Some of you may know me as Deadlift over on the fantastic site, Bells of the Lost Souls. I originally wrote this series of articles to help my friends on the forums. It then made it to the front page and I guess this gave me the kick to actually start a blog. Here's the 1st part.
With this series I'm going to post my experiences of painting with an airbrush over the last 18 months. I hope I'm able to pass on a little bit of help to those who are thinking about giving airbrushing a go, and give a little confidence to anyone who (like I was) maybe a little daunted about having a stab at an alternative way to paint our models
CHOOSING AN AIRBRUSH.
1st off let me stress, whilst some armies and models really lend themselves to being airbrushed not all do. You can get some really nice results but I find a mix of airbrushing and painting by hand is what gives me the best results I can achieve at the moment. Also before I go any further I would like to stress I'm no expert either. I'm a novice but just decided to give airbrushing a go.

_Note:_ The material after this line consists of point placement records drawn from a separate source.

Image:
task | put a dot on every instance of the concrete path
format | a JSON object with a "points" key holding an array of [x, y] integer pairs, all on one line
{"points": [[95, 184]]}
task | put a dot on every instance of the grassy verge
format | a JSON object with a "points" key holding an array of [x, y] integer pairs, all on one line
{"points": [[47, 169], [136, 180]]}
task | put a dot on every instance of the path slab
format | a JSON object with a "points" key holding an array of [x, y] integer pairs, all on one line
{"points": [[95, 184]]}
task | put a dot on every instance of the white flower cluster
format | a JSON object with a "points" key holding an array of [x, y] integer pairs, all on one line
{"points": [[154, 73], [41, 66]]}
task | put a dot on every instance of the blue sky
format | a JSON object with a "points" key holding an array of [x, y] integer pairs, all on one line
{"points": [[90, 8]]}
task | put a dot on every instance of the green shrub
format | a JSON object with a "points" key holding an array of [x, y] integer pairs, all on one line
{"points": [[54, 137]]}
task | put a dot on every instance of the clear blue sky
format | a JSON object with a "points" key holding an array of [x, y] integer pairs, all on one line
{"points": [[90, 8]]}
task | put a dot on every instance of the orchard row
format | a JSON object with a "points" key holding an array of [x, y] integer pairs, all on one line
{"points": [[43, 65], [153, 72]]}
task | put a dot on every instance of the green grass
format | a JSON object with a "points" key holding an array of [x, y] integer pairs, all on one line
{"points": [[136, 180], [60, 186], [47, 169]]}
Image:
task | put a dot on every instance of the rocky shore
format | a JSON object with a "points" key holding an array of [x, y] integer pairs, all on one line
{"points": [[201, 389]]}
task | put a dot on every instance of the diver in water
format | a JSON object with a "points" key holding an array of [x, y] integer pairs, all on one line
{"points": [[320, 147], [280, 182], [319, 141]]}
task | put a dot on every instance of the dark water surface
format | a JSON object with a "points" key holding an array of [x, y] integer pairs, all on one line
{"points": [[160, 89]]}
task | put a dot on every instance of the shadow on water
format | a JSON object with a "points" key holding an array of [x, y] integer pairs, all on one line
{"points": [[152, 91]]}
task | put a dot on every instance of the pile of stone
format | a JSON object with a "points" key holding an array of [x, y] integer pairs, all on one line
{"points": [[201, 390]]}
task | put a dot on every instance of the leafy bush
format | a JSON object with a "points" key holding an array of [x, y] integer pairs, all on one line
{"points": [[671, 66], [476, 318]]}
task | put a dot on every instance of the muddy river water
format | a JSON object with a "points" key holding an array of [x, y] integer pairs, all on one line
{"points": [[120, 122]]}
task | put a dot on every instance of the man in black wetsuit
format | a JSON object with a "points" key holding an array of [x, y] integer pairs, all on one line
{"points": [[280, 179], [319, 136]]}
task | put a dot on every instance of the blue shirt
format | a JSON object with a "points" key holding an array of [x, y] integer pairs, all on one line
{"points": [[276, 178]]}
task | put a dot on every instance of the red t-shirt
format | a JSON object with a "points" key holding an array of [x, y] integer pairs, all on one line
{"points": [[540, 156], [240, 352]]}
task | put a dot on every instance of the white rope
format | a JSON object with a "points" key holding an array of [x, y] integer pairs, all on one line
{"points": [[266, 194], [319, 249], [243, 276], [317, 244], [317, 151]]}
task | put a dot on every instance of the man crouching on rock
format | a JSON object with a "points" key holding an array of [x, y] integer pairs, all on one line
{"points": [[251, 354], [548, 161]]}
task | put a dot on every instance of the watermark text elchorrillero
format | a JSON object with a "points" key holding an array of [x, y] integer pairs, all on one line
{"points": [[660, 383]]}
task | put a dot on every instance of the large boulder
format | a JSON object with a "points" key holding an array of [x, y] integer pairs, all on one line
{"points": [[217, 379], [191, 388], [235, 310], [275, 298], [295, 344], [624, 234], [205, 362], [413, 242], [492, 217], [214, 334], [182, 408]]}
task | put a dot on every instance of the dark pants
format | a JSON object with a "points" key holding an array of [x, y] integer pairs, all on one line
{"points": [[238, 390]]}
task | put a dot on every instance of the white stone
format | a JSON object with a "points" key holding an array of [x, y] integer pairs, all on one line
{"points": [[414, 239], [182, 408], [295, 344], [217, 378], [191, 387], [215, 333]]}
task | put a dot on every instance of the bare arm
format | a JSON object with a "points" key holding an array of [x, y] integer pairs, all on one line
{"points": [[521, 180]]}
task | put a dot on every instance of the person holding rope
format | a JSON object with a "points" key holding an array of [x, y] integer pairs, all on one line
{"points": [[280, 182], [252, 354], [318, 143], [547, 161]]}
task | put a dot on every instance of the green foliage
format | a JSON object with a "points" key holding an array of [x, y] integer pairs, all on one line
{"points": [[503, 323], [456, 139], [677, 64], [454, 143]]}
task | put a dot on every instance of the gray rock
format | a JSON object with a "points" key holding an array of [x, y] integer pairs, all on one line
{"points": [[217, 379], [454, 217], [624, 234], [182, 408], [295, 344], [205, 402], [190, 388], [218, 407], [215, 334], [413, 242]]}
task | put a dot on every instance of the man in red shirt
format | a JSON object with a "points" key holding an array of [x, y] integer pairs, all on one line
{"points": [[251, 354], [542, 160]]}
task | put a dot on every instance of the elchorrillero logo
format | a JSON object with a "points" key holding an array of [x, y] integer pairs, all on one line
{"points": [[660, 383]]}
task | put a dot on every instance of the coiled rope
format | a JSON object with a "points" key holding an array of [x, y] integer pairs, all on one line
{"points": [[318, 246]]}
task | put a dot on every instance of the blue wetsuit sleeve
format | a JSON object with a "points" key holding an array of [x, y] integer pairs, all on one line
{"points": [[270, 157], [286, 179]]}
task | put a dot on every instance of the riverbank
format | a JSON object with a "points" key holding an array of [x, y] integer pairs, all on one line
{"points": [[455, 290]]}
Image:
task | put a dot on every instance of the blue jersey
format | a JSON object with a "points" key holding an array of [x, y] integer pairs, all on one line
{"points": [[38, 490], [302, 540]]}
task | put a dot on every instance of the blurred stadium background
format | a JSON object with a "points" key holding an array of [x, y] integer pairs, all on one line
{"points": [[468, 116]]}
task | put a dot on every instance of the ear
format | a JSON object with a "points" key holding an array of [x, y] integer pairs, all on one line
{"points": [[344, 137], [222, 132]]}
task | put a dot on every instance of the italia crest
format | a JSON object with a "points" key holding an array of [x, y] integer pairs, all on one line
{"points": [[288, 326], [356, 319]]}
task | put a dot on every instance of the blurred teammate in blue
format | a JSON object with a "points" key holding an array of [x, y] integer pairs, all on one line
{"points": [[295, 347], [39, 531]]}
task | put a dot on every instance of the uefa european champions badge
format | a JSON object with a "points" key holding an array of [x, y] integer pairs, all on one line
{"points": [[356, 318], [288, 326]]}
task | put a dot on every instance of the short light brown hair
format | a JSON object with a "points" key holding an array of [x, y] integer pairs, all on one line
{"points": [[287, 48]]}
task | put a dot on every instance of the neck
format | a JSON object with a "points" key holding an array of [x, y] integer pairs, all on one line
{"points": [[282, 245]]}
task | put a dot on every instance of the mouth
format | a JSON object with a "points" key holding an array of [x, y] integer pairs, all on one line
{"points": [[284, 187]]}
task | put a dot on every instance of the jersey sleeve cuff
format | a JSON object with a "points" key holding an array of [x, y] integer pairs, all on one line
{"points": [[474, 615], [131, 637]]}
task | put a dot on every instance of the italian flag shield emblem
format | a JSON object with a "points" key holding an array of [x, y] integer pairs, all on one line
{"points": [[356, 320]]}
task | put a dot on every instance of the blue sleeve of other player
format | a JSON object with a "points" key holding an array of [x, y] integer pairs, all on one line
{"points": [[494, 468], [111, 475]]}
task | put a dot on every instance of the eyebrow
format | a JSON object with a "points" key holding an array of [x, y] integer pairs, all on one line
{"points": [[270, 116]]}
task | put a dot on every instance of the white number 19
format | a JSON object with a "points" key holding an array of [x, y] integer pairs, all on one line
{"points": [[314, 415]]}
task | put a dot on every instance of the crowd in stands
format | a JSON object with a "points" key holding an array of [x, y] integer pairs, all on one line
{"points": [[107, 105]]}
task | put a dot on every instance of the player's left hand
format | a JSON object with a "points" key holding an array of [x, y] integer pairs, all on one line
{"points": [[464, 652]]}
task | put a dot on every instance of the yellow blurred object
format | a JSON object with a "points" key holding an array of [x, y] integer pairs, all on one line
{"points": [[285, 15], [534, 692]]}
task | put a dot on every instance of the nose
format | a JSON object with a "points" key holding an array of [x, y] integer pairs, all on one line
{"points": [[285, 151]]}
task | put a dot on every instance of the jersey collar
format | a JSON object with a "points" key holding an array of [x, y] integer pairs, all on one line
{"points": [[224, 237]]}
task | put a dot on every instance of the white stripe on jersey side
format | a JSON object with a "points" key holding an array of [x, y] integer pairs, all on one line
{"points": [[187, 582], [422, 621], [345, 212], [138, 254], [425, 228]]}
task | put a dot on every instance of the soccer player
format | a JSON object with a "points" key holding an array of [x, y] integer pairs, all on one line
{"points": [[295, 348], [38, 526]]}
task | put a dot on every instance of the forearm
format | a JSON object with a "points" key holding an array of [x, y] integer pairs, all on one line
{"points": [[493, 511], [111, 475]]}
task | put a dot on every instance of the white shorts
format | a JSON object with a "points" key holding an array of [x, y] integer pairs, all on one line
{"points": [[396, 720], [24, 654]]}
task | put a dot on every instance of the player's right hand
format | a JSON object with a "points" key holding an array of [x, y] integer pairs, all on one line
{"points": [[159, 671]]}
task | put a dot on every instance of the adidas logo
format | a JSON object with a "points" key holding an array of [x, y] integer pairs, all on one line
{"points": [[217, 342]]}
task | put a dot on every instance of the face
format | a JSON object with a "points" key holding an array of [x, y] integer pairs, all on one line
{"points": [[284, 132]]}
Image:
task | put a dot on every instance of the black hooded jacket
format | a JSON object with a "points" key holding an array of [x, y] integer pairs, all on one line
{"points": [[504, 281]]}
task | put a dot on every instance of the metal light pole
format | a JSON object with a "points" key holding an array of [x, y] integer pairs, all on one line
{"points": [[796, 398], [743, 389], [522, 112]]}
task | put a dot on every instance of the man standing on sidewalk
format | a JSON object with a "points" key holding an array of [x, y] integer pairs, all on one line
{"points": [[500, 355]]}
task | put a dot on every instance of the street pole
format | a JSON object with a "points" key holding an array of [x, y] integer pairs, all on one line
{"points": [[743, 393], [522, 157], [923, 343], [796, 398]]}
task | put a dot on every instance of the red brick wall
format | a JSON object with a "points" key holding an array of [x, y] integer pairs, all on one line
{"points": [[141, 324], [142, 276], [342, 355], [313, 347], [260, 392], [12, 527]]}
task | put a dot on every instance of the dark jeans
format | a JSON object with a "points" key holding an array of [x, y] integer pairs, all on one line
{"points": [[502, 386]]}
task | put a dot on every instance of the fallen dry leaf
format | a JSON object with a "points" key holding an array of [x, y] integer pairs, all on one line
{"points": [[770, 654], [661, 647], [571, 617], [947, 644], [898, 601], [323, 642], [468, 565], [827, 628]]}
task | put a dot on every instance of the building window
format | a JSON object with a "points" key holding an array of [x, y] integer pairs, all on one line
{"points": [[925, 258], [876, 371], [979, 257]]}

Right then, 1st thing we need to start airbrushing is of course an Airbrush and an air source. 1st the airbrush.
I have tried 2 types of airbrush. Gravity feed and bottle feed. A gravity fed airbrush has a little pot on the top or side of the airbrush where you pour your paint directly into.
This one as you can see is also a double action airbrush. I will explain later what this means and why it's best for us in our hobby.
The second type of airbrush you generally see is a bottle feed airbrush. You place the paint your going to use in a glass jar that's then attached to the airbrush underneath. As you pull back the trigger the airbrush sucks paint fron the jar.
They generally look like this one.
Now I have tried both and I can honestly say for us a gravity fed airbrush is the best choice. The cup in the top is easy to fill and there is much less wastage of paint. Also I have found this type of brush doesn't clog up as easily. Also having an underslung bottle is a pain and can really get in the way when your painting. However some airbrush starter kits do come with one of each type of airbrush. I used to use the bottle fed one for priming and the gravity fed one for actual painting. Me now I use just a gravity one for everything.
Another thing to look for when choosing an airbrush is needle size, most are either 0.4mm (great for priming or large stuff) of 0.2mm (better for more detailed painting). Starting out I suggest sticking with a 0.4mm. Sure your not going to get anything fancy done but you will be able to do some blending and get a few overspray effects. I will explain more as I go along. The reason I say go for a 0.4mm 1st is to practice with the larger size.This won't clog as much and it will give you a "feel" for how the paints you use and your airbrush work. Some airbrushes actually allow to switch sizes of needle very easily. Whatever you choose though, please go out and buy some cheap paper or card to practice on before you start on any expensive models. Take your time and get a feel for your airbrush.
Earlier I mentioned 2 other options to our airbrushes. Single action and Double action (sometimes called dual action). Single action is basically you push down the button, pull back and paint comes out. Basically it's the same result you would get from a can of spray paint. Ok for priming but not enough control for what we want. The second and better option is a double action airbrush. What this means is more control. The further back you pull the trigger on these types of airbrush, the more paint will come out. This is great for extra control and allows us to paint with more confidence, knowing we're less likely to accidentally cover our models with loads of paint.
So to recap on what kind of airbrush I think is best for us. Gravity feed double action. That gives us an airbrush with nice control, no jars getting in the way and easy to clean.
That's it for now, don't rush out and buy anything yet though because in my next post I'm going to talk about my experiences with different air sources and what deals we can find thst give us the best flexibility.
One last thing, those of you who have the GW air gun thingy. That's not an airbrush, it's ok for priming and base coats. But that's about it really. It's got its uses but it's not an airbrush.
If anybody has anything to ask or add (I'm no expert so please if you spot a mistake don't be afraid to jump in) fire away.
I would also like to add, I'm not looking to plug my blog (I don't have one) or a painting service (I'm far to busy).